Alison Green: How to manage PMI costs

Employers can take a number of simple, targeted measures to keep the costs of offering employees a private medical insurance scheme under control.

The wide range of private medical insurance (PMI) products available means there has never been more, or better, ways of managing their cost.

There are also myriad ways employers can manage these costs, from introducing an excess, so staff pay, say, the first £200 towards their treatment, to setting an annual limit on the amount they can claim.

Employers can also limit PMI cover for specific conditions, such as mental illness or cancer. For example, an employer could stipulate that cover starts only when an employee has waited a certain period for treatment, say six weeks.

But the development of innovative PMI products means employers can save costs without reducing the level of benefit they provide. Healthcare treatment can be tailored for the right treatment at the right time. For example, employers can choose health insurance that offers treatment for psychological and musculoskeletal health.

Appropriate treatment

By intervening at an appropriate stage in the treatment process and providing the most appropriate treatment, providers can help employers and staff deal effectively with health conditions before they worsen.

Take an employee suffering with stress. Psychological health treatment can give them immediate help through access to telephone counselling. This means that instead of waiting for an appointment to see a psychologist or psychiatrist, an employee can speak to a trained counsellor quickly.

Such targeted treatment, including open referral, whereby neither a specialist nor treating hospital may be identified, may also help manage treatment costs. This can also be a better experience for employees if the open referral model includes additional services, such as booking the first appointment with a specialist or a 24/7 medical advice line.

Work closely with insurers

Employers can also control costs by working closely with their health insurer to control premiums, and ensure they are appointed a dedicated case manager for complex and expensive treatments. This can keep their premium under control. Expert case management can also mean employees get more joined-up treatment.

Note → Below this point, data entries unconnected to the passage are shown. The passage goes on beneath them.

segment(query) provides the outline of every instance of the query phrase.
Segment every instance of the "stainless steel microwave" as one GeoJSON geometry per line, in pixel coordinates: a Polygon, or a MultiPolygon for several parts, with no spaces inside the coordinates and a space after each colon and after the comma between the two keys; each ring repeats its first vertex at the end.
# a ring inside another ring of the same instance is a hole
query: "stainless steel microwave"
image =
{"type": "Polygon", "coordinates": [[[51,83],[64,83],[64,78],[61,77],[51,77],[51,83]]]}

Employers should always scrutinise their claims management processes to ensure they are designed to contain costs, and check their record on investigating fraudulent claims. Employers should also review how they manage their suppliers: the specialists, hospitals and scanning centres in their networks. They should have robust processes to check the quality and value of services they procure.

Employee education

Finally, employers should ask their provider what it does for the health and wellbeing education of staff. Employers that work with a single provider might find opportunities to cut costs further by reducing product and service overlap. Similarly, employers working with multiple providers should implement robust processes to ensure they are working together effectively.

Benchmarking themselves against their competitors or businesses with similar employee profiles from other industries might also be a useful way for employers to establish best practice.

Every business is different, so employers should discuss their objectives with their healthcare provider, including how best to devise a communications strategy that will help their employees receive a benefit they will value.

Above all, employers must ensure their provider can offer any treatment their employees require when they require it, to help rehabilitate them as soon as possible.



  • Private medical insurance (PMI) product availability makes it easy for employers to manage costs.
  • Employers can consider limiting PMI cover for specific conditions, such as mental illness.
  • Claims management processes should help contain costs.